How to Use Forest-Guided Clustering

How to Use Forest-Guided Clustering#

Basic Usage

To apply Forest-Guided Clustering (FGC) for explaining a Random Forest model, you can follow the simple workflow consisting of three main steps: computing the forest-guided clusters, evaluating feature importance, and visualizing the results.

# for classification tasks
clustering_distance_metric = DistanceRandomForestProximity()
# for regression tasks
clustering_distance_metric = DistanceRandomForestLCA()

# compute the forest-guided clusters
fgc = forest_guided_clustering(
    estimator=model,
    X=X,
    y=y,
    clustering_distance_metric=clustering_distance_metric,
    clustering_strategy=ClusteringKMedoids(),
)

# evaluate feature importance for best k
fgc_fi = forest_guided_feature_importance(
    X=X,
    y=y,
    y_pred=model.predict(X),
    cluster_labels=fgc.cluster_labels[fgc.best_k],
)

# visualize the results
plot_forest_guided_clustering(
    ks=fgc.ks,
    scores=fgc.scores,
    mean_ji=fgc.mean_ji,
    cluster_jis=fgc.cluster_jis,
    best_k=fgc.best_k,
)

plot_forest_guided_feature_importance(
    feature_importance_local=fgc_fi.feature_importance_local,
    feature_importance_global=fgc_fi.feature_importance_global,
)

plot_forest_guided_decision_paths(
    data_clustering=fgc_fi.data_clustering,
    feature_importance_global=fgc_fi.feature_importance_global,
    feature_importance_local=fgc_fi.feature_importance_local,
    model_type=fgc.model_type,
)

where

  • estimator is the trained Random Forest model

  • X is the feature matrix

  • y is the target variable

  • clustering_distance_metric defines how similarity between samples is measured based on the Random Forest structure

  • clustering_strategy determines how the distance-based clustering is performed

For a detailed walkthrough, refer to the Introduction to FGC: Simple Use Cases notebook.

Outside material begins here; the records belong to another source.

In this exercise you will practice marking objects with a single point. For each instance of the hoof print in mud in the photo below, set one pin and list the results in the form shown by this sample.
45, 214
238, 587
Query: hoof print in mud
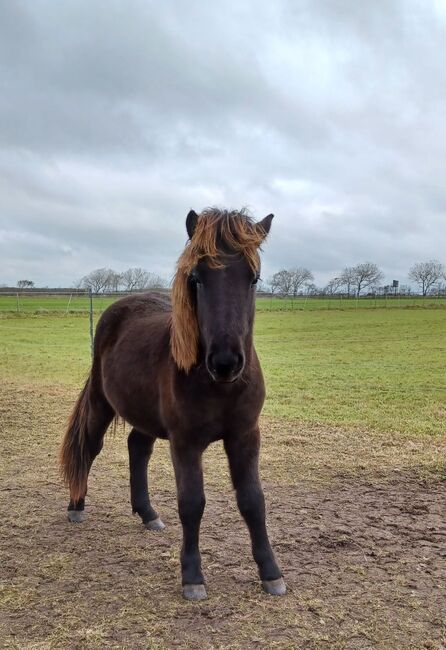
155, 524
274, 587
194, 592
76, 516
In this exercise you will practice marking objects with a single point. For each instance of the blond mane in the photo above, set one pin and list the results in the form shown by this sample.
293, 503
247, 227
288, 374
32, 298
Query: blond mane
237, 231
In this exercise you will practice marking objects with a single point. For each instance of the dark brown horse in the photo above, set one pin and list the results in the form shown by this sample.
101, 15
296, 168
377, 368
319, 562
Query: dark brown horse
185, 370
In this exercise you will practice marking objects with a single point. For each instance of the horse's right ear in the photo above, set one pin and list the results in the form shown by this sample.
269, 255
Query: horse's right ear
263, 227
191, 223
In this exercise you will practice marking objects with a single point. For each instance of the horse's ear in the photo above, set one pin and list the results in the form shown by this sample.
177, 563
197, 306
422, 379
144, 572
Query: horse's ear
191, 223
263, 227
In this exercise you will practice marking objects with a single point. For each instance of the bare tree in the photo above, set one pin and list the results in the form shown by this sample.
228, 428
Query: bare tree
333, 286
134, 279
155, 281
282, 282
366, 275
98, 280
114, 281
25, 284
299, 277
426, 274
348, 278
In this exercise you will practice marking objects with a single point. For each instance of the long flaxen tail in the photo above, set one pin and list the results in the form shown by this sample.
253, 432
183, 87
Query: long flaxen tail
74, 453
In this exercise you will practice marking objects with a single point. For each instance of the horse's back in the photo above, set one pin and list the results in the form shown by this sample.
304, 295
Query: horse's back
152, 307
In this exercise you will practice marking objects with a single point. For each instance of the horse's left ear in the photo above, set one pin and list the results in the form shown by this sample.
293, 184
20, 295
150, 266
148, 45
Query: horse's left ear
263, 227
191, 223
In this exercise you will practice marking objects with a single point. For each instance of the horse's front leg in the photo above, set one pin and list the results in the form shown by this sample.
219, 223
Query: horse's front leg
191, 503
243, 455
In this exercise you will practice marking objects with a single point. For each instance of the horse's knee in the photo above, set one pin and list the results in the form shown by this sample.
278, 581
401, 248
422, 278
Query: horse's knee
251, 503
191, 507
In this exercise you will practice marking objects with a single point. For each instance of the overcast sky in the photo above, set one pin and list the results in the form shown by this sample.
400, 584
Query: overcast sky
117, 117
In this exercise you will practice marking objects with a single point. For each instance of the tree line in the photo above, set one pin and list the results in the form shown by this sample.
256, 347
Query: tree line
133, 279
352, 281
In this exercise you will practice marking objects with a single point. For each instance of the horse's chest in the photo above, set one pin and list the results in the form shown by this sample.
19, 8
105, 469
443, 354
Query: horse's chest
207, 418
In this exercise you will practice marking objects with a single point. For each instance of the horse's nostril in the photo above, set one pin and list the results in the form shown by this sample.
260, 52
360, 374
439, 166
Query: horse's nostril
225, 364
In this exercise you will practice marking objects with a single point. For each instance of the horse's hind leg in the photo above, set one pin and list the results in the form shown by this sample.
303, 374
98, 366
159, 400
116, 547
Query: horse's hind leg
140, 448
83, 441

Using FGC on Large Datasets

When working with datasets containing a large number of samples, Forest-Guided Clustering (FGC) provides several strategies to ensure efficient performance and scalability:

  • Parallelize Cluster Optimization: Leverage multiple CPU cores by setting the n_jobs parameter to a value greater than 1 in the forest_guided_clustering() function. This will parallelize the bootstrapping process for evaluating cluster stability.

  • Use a Faster Clustering Algorithm: Improve the efficiency of the K-Medoids clustering step by using the optimized "fasterpam" algorithm. Set the method parameter of your clustering strategy (e.g., ClusteringKMedoids(method="fasterpam")) to activate this faster implementation.

  • Enable Subsampling with CLARA: For extremely large datasets, consider using the CLARA (Clustering Large Applications) variant by choosing ClusteringClara() as your clustering strategy. CLARA performs clustering on smaller random subsamples, making it suitable for high-volume data.

For a detailed example, please refer to the notebook Special Case: FGC for Big Datasets.